The magma bindings are not really used in skcuda's high-level math functions at the present. This is primarily due to very limited dev time on my part (my current work doesn't require skcuda) and the fact that there still doesn't seem to be a sufficiently good way to automate maintenance of the increasing number of low-level library wrappers in skcuda.

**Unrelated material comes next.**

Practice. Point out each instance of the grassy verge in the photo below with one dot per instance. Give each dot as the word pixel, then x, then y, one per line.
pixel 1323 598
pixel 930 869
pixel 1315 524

@wingkitlee: Do you have plan to support partial eigensolvers for symmetric/hermitian matrix, routines under 'heevdx' of MAGMA? I see there is only one function 'magma_ssyevdx_m' supported; however, several parameters, 'vl, vu, il, iu, m', are missing when you call MAGMA library in the master branch. Do you plan to include more functions, e.g. 'magma_dsyevdx' etc., in this category? Thanks!